Siapapun yang membaca pasal-pasal Konstitusi Mesir terkait dengan militer, maka ia akan merasakan adanya perhatian pasal-pasal tersebut untuk kemerdekaan lembaga militer dari negara, serata membedakannya dari lembaga-lembaga yang lain.
Pasal yang berbicara tentang anggaran militer—misalnya—tidak mengungkapkan rincian pengeluaran dengan dalih kerahasiaan. Sementara pasal yang berbicara tentang deklarasi perang, maka hal itu harus mendapat persetujuan institusi militer dalam mendeklarasikannya.
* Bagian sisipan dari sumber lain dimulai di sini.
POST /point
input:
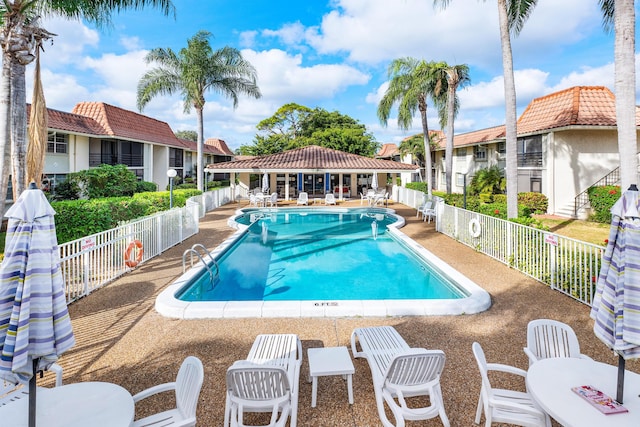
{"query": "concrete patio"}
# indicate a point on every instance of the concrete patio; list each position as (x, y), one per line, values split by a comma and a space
(121, 339)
Dengan demikian, ini artinya bahwa presiden dan pemerintahannya tidak memiliki hak untuk membuat keputusan perang kecuali setelah ada persetujuan dari institusi militer. Bahkan, ada pasal lain yang sangat mengedepankan hak istimewa dan kemerdekaan militer, hingga dalam persidangan dan pengadilan.
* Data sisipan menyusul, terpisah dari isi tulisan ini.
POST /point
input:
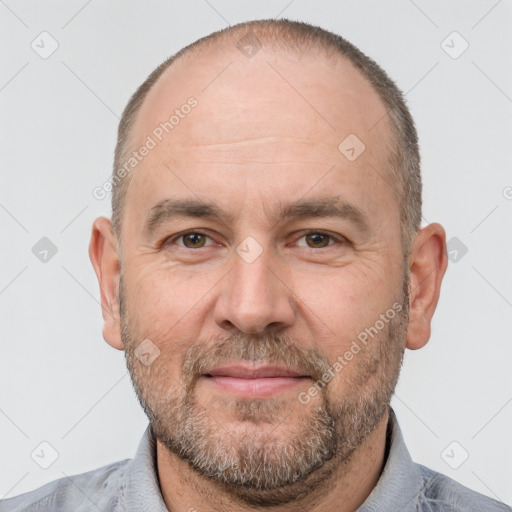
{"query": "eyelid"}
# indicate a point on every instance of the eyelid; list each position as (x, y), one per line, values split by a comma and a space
(178, 236)
(174, 238)
(335, 237)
Dalam hal ini, direktur Pusat Studi dan Penelitian Strategis untuk kemuliaan Mesir, Mayor Jenderal Ahmad Fuad mengomentari anggaran militer, ia berkata: “Bantuan militer ke Mesir masih menjadi misteri yang belum terungkap hingga saat ini, bahwa ada kekayaan najis milik para mantan pemimpin yang belum diketahui statusnya. Ini artinya bahwa masih ada hubungan khusus antara militer dan Amerika yang memberikan bantuan tersebut.
Sementara dalam peradilan, maka pasal (198) memberikan kewenangan pada militer untuk mengadili warga sipil di pengadilan militer dengan dalih membahayakan angkatan bersenjata. Pasal itu berbunyi: “Tidak seorang pun dapat mengadili warga sipil di pengadilan militer kecuali dalam kejahatan yang membahayakan angkatan bersenjata.” Ini artinya bahwa pengadilan militer berada di atas pengadilan sipil di dalam negara.
Dengan demikian, bahwa hak istimewa (kekhususan) yang diberikan oleh konstitusi pada militer akan membuat lembaga tersebut tertutup dan merdeka dari negara. Sehingga inilah yang membuat tentara sebagai penguasa sebenarnya bagi negara (kantor berita HT, 6/1/2013).